Great discussion of Eating Bull going on over at OnlineBookClub.org: http://forums.onlinebookclub.org/viewforum.php?f=94


----------



## Carrie Rubin (Nov 19, 2012)

"I LOVE this novel. I couldn't put it down! ... The plot was very engrossing, the characters were very well developed, the twist was neat, the villain was realistic."---Reader from the Online Book Club Book-of-the-Month discussion of Eating Bull.
http://forums.onlinebookclub.org/viewforum.php?f=94


----------



## Carrie Rubin (Nov 19, 2012)

My interview on Omnimystery News about Eating Bull and writing in general: http://www.omnimysterynews.com/2016/03/a-conversation-with-physician-and-novelist-carrie-rubin-5f8faa70.html


----------



## Carrie Rubin (Nov 19, 2012)

Amazon Giveaway for 

For a chance to win a Kindle copy, click here: https://giveaway.amazon.com/p/d19b720c0138e0ec NO PURCHASE NECESSARY. Ends the earlier of Apr 14, 2016 11:59 PM PDT, or when all prizes are claimed.

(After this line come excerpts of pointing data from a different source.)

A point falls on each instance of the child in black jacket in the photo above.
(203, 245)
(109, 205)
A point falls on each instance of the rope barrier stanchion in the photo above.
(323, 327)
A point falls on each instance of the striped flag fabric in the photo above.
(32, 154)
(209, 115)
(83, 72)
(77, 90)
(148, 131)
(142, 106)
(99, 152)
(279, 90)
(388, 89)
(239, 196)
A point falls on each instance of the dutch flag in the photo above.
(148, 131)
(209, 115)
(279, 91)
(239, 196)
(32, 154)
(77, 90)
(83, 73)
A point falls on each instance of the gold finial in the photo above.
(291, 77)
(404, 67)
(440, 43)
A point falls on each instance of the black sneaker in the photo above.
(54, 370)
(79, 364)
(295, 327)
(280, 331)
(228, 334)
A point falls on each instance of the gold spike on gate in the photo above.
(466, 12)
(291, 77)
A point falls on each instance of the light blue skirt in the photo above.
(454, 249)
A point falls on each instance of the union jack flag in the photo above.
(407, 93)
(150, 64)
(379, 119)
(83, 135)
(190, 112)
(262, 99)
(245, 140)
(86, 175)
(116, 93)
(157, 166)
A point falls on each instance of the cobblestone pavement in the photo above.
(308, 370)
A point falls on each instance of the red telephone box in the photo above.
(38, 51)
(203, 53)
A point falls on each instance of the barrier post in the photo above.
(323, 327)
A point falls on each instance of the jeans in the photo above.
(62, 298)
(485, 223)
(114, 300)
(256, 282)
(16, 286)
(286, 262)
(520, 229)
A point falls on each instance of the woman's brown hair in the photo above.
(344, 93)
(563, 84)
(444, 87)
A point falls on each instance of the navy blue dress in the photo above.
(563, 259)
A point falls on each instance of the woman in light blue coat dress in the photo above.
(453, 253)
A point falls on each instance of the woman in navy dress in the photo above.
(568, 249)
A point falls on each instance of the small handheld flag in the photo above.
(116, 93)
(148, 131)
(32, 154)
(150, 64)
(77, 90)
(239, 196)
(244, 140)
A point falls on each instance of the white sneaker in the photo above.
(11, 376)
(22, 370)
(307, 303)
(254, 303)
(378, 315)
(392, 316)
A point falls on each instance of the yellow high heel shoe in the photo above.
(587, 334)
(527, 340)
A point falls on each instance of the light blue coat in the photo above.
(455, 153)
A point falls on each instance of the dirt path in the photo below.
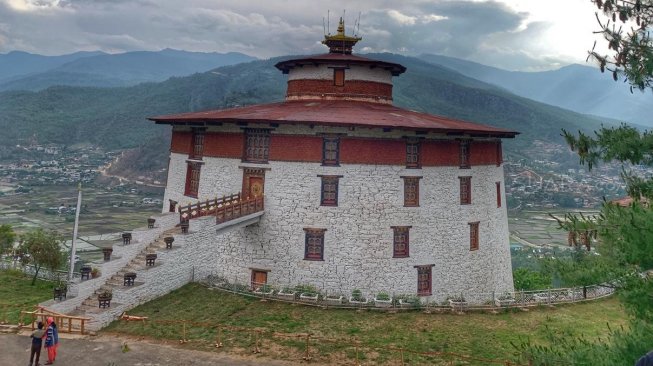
(108, 350)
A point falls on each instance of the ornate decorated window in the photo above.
(424, 280)
(411, 191)
(412, 153)
(198, 144)
(498, 184)
(464, 154)
(331, 150)
(314, 244)
(339, 77)
(329, 195)
(192, 179)
(400, 243)
(257, 145)
(473, 235)
(465, 190)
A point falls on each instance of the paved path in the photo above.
(107, 350)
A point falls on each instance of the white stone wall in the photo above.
(354, 72)
(358, 240)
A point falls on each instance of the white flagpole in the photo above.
(72, 246)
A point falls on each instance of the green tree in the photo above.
(625, 27)
(7, 238)
(41, 249)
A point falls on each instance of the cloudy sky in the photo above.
(511, 34)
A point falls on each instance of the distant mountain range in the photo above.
(578, 88)
(25, 71)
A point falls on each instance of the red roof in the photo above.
(340, 59)
(335, 113)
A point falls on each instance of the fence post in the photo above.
(307, 355)
(218, 337)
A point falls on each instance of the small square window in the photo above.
(465, 190)
(464, 154)
(257, 145)
(412, 154)
(473, 235)
(411, 191)
(329, 196)
(339, 77)
(331, 151)
(401, 241)
(314, 244)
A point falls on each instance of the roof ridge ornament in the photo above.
(340, 43)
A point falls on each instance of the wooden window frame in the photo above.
(413, 160)
(192, 180)
(425, 280)
(339, 77)
(498, 185)
(411, 191)
(473, 235)
(197, 147)
(465, 154)
(327, 151)
(401, 241)
(499, 153)
(326, 181)
(257, 145)
(314, 238)
(465, 190)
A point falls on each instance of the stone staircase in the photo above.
(115, 283)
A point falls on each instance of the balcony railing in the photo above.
(205, 208)
(237, 209)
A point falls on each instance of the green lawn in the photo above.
(479, 334)
(17, 293)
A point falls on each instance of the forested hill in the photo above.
(115, 118)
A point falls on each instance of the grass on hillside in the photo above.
(17, 293)
(477, 334)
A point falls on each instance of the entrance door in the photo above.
(259, 278)
(253, 182)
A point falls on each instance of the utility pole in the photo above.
(72, 246)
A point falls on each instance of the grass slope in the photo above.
(17, 294)
(480, 335)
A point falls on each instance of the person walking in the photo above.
(37, 341)
(51, 340)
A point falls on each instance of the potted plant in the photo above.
(104, 298)
(287, 293)
(265, 290)
(334, 299)
(357, 297)
(307, 293)
(457, 302)
(382, 300)
(60, 289)
(505, 299)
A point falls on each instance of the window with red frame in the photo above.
(192, 179)
(314, 244)
(401, 241)
(473, 235)
(257, 145)
(465, 190)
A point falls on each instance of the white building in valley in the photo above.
(358, 194)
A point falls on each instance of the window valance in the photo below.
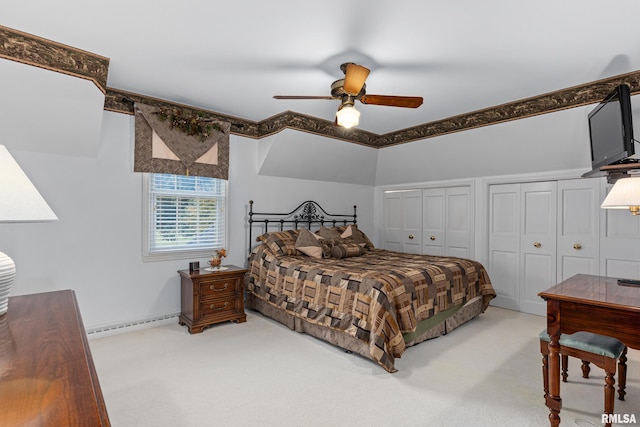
(180, 142)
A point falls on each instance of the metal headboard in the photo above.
(307, 214)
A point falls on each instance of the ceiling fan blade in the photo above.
(393, 101)
(303, 97)
(354, 77)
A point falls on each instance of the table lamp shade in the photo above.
(625, 194)
(20, 201)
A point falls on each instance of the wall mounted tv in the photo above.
(611, 130)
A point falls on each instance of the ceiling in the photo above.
(232, 57)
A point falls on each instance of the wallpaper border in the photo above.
(32, 50)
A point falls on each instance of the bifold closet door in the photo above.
(504, 244)
(403, 221)
(447, 221)
(433, 221)
(538, 204)
(578, 227)
(522, 243)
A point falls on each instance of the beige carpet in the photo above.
(259, 373)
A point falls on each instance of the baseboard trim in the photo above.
(135, 325)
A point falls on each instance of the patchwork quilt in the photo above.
(374, 297)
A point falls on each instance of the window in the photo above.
(185, 215)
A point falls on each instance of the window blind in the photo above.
(186, 213)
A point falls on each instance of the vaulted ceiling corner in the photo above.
(32, 50)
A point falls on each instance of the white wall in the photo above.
(95, 247)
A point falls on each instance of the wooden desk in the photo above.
(588, 303)
(47, 376)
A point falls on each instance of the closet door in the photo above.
(433, 221)
(403, 221)
(447, 221)
(459, 222)
(538, 205)
(578, 227)
(504, 244)
(619, 242)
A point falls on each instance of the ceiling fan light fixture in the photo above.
(347, 116)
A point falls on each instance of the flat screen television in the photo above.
(611, 130)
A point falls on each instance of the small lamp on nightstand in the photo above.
(20, 201)
(625, 194)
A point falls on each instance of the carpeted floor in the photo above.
(259, 373)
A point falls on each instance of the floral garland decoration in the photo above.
(193, 124)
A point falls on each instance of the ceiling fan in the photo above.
(353, 88)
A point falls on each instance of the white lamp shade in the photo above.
(20, 201)
(348, 116)
(625, 194)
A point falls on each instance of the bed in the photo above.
(318, 273)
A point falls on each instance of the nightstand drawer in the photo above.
(217, 307)
(218, 288)
(209, 297)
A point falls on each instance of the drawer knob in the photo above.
(213, 306)
(213, 287)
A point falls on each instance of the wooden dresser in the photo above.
(47, 376)
(209, 297)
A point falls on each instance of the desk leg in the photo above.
(554, 402)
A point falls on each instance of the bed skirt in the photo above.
(442, 324)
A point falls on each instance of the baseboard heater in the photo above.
(121, 328)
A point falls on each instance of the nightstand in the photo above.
(209, 297)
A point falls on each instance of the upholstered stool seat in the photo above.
(604, 352)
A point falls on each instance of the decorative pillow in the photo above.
(309, 244)
(327, 244)
(329, 233)
(357, 236)
(346, 250)
(282, 242)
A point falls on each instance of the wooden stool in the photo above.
(604, 352)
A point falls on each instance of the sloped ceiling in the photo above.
(462, 56)
(49, 112)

See Official Rules http://amzn.to/GArules.

*Update* 4/10/16: All prizes were won, so the contest has ended.


----------



## Carrie Rubin (Nov 19, 2012)

Eating Bull wins 2016 Silver IPPY award for Great Lakes, Best Regional Fiction! http://www.independentpublisher.com/article.php?page=2046


----------



## Carrie Rubin (Nov 19, 2012)

Amazon Giveaway for the Kindle version of Eating Bull until April 28th, or until all prizes are awarded. (No purchase necessary; open to US customers): https://giveaway.amazon.com/p/389801e395d33b07

Good luck if you choose to enter!


----------



## Carrie Rubin (Nov 19, 2012)

Eating Bull will be displayed in the New Title Showcase at Book Expo America in Chicago this week: https://www.combinedbook.com/2016-bookexpo-america-new-title-showcase.html


----------



## Carrie Rubin (Nov 19, 2012)

My guest post about the forces behind obesity, a theme explored in Eating Bull: http://fitknitchick.com/2016/05/17/forces-behind-obesity-tackling-issue-goes-beyond-individual-alone-guest-post/


----------



## Carrie Rubin (Nov 19, 2012)

"one of my favorite and memorable reads." Review of Eating Bull on Svetlana's Reads and Views: http://sveta-randomblog.blogspot.com/2016/06/g691-book-review-of-eating-bull-by.html


----------



## Carrie Rubin (Nov 19, 2012)

"A deftly crafted novel of suspense and a compelling read...Very highly recommended."--Midwest Book Review on Eating Bull

http://www.midwestbookreview.com/sbw/jun_16.htm#Mystery/Suspense


----------



## Carrie Rubin (Nov 19, 2012)

"Oh. My. God. Why didn't I read this earlier?...I highly, highly (highly!) recommend _Eating Bull_." Blogger's review of Eating Bull.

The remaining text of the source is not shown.